EtagSupport - danielbodart/webfabric GitHub Wiki
ETags are a great way to reduce bandwidth usage at the expense of a slight increase of CPU and Memory usage on the server. WebFabric adds strong ETag support to any resource(static and dynamic) that is calculated based on the MD5 sum of the data returned in the body of the Http message. As a bonus it also adds the "Content-MD5" header so that clients that support it can verify the resource was not corrupted in transit.
Lastly it adds the current time as the "Last-Modified" date (ignoring the filesystem date if it was static content) so that if you update your SiteMesh decorators you will always see the result when the client refreshes their page even with no cache directives set.
As the Http spec states the origin servers should send ETags and Last-Modified when ever possible, this filter makes it very easy to do so.
ETags are a mechanism that can be used with caching or without. A simple way to think about it is that caching controls whether the request will be sent to the server at all, while ETags (and Last-Modified) control whether to send a response to the client.
Lets look at some requests in action:
A client visits a website for the first time and requests http://www.webfabric.org/test/abc.txt
GET /test/abc.txt HTTP/1.1
Host: www.webfabric.org
The server responds
HTTP/1.1 200 OK
Last-Modified: Mon, 03 Aug 2009 20:46:47 GMT
Etag: "900150983cd24fb0d6963f7d28e17f72"
Content-MD5: kAFQmDzST7DWlj99KOF/cg==
Content-Type: text/plain
Content-Length: 3
abc
The next time the client goes to the site, it tells the server the version it currently has by the "If-None-Match" header
GET /test/abc.txt HTTP/1.1
Host: www.webfabric.org
If-Modified-Since: Mon, 03 Aug 2009 20:46:47 GMT
If-None-Match: "900150983cd24fb0d6963f7d28e17f72"
The server still processes the request but before sending the response it computes the MD5 hash and if it matches it returns
HTTP/1.1 304 Not Modified
instead of the actual response.
Now "abc" isn't a very large resource but if this was a Html page or a Xml feed the savings would be quite large. What's great about this is the client will always have the latest version so if you really can't cache (are you sure?) then at least make sure you don't keep sending the same content each time over and over.
The current version has been tested with the following jars (older versions should work)
-
sitemesh-2.4.jar (Used for faster byte buffering)
-
scala-library.jar (2.7.7)
-
commons-codec-1.3.jar (Used for Base64 and Hex encoding)
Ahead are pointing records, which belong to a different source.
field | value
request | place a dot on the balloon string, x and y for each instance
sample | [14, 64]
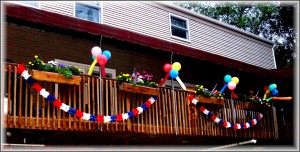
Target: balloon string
[92, 67]
[103, 71]
[164, 80]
Add the following to [web-app]/WEB-INF/web.xml
within the web-app tag:
<filter>
<filter-name>etag</filter-name>
<filter-class>org.webfabric.http.StrongEtagFilter</filter-class>
</filter>
<filter-mapping>
<filter-name>etag</filter-name>
<url-pattern>/*</url-pattern>
</filter-mapping>
This filter should come before the SiteMesh filter declaration (or Content Encoding / modifying filters) but after any transfer encoding filters.
There are currently known bugs in Apache and Google App Engine that illegally modify the content without updating the ETag.